La répétition donne de l'emphase. Au verset 1, la vision est qualifiée trois fois de « chose » : « une chose a été révélée... la chose était vraie... il a compris la chose ». Cette utilisation emphatique du singulier indique l'unité, l'unicité de toute la vision. Bien qu'elle comprenne un nombre considérable de « choses » (Daniel 12.7, 8), elles ne forment qu'une seule chose, et non une série d'événements sans rapport entre eux ou des groupes d'événements interrompus.

II.

Les habitudes acquises tôt dans la vie persistent, qu'elles soient bonnes ou mauvaises. Il est donc important de les former avec soin. Notre première image de Daniel est celle d'un jeune homme de noble rang qui maîtrise son alimentation et sa consommation d'alcool : il a conservé cette maîtrise jusqu'à la fin de sa longue vie, bien qu'il ait eu toutes les occasions de se faire plaisir. L'âge avancé entraîne la faiblesse et incite à l'indulgence, mais Daniel peut se priver de toute nourriture agréable et s'abstenir de viande, de vin et de parfums raffinés.

Il reste maître de ses appétits.

Mais cette abstinence n'était pas de l'ascétisme ou une formalité. C'était l'expression extérieure d'une détresse intérieure. Son âme était si triste qu'il n'avait plus le cœur à profiter des luxes ni même des plaisirs habituels et appropriés. C'est là le véritable jeûne : « Je suis resté trois semaines entières en deuil » (verset 2). Pourquoi ? Était-ce à cause de la maigre réponse de son peuple à la permission royale de retourner dans son pays ? Environ deux ans s'étaient écoulés depuis le décret de Cyrus, et seuls quelque 50 000 avaient montré suffisamment d'amour pour la terre sainte et la ville de leur Dieu pour y retourner (Esdras 2.64, 65).

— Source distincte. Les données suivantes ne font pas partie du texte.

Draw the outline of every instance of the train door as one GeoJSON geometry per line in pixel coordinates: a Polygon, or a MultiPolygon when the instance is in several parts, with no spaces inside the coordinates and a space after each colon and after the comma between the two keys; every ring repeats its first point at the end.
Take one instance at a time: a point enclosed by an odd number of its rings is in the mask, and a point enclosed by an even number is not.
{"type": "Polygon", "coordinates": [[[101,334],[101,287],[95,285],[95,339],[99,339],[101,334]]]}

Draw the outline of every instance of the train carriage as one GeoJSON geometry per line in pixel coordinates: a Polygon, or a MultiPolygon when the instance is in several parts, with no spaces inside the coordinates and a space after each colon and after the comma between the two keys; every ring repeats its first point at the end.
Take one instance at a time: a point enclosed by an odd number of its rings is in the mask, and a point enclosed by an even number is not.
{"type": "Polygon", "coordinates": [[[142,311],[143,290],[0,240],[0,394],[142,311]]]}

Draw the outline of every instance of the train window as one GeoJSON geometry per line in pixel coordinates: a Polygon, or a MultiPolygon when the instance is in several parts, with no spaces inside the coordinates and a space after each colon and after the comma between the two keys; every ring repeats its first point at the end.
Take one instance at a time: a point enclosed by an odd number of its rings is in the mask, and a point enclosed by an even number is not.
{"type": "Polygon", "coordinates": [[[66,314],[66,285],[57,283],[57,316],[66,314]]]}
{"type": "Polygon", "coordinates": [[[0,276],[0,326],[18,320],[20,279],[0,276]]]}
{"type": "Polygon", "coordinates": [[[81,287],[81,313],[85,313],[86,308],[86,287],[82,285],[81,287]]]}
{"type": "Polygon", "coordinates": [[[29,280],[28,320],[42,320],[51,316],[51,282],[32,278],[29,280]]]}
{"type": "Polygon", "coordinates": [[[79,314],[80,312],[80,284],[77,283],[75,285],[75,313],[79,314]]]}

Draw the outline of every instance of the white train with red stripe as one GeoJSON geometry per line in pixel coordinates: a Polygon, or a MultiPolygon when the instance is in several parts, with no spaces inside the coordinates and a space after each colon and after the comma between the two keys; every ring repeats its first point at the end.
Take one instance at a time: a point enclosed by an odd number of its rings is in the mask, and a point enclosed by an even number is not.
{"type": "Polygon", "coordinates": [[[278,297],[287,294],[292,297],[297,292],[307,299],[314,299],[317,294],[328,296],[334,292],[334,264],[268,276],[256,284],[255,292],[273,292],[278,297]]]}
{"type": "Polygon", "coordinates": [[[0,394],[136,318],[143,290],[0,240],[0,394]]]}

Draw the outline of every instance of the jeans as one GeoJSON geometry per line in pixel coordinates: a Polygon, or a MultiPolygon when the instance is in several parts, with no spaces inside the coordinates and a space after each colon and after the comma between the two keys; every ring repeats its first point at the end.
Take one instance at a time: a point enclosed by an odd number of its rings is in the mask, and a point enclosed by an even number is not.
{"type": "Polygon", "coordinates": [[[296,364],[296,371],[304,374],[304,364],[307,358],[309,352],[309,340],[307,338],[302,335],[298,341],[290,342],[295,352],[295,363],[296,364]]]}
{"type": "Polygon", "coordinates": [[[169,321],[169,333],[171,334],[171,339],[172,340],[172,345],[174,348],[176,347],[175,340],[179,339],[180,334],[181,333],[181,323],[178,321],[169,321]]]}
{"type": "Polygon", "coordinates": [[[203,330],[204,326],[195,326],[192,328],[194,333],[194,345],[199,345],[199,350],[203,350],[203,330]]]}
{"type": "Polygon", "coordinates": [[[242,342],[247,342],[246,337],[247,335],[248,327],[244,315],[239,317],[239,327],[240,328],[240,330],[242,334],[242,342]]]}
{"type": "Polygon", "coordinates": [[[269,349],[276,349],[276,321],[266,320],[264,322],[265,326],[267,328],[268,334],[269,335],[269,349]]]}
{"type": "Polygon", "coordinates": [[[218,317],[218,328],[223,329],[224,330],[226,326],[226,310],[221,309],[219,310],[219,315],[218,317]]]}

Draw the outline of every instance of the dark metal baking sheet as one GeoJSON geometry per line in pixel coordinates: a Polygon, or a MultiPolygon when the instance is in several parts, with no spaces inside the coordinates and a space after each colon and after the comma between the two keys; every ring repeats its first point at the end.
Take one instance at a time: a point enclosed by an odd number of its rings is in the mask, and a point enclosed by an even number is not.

La majorité se contentait de rester ailleurs, bien qu'en exil et privée des privilèges de la liberté, de l'unité nationale et du culte. Le saint âgé avait bien raison de pleurer le fait que, malgré la porte que Dieu avait ouverte, son peuple ne se souciait pas d'y entrer. Ceux qui ont aujourd'hui l'esprit de Dieu ont bien raison de pleurer le fait que beaucoup de ceux à qui l'accès aux lieux célestes et aux privilèges célestes est ouvert « s'attachent aux choses terrestres ». Dieu détourne son visage de ceux qui ont l'esprit charnel : sur eux, le Soleil de justice ne se lève pas avec la guérison dans ses ailes, mais « ainsi parle l'Éternel : C'est à celui-ci que je regarderai, à celui qui est pauvre et contrit d'esprit, et qui tremble à ma parole » (Ésaïe 66.2). Daniel a vu cette promesse s'accomplir, comme tous ceux qui partagent son esprit. Les yeux de ceux qui sont ainsi éclairés sont encore ouverts pour connaître l'espérance de l'appel de Dieu et pour apprendre ses desseins (Ephésiens 1.18) ; tandis que ceux dont l'esprit est fixé sur les choses terrestres ne voient que les choses terrestres, et celles-ci dans un brouillard d'idées humaines où les objets sont déformés et prennent des formes fantastiques ou effrayantes.

III.

Pour le matérialiste, le monde des êtres célestes est irréel. Pour le spiritiste, il est réel mais trompeur. Pour la majorité des croyants, c'est un pays dont l'existence est admise, mais qui n'est connu que par ouï-dire. Mais Daniel connaissait bien ses habitants. L'histoire de sa race racontait que de nombreux visiteurs en provenaient et lui-même avait conversé avec eux et reçu leurs enseignements.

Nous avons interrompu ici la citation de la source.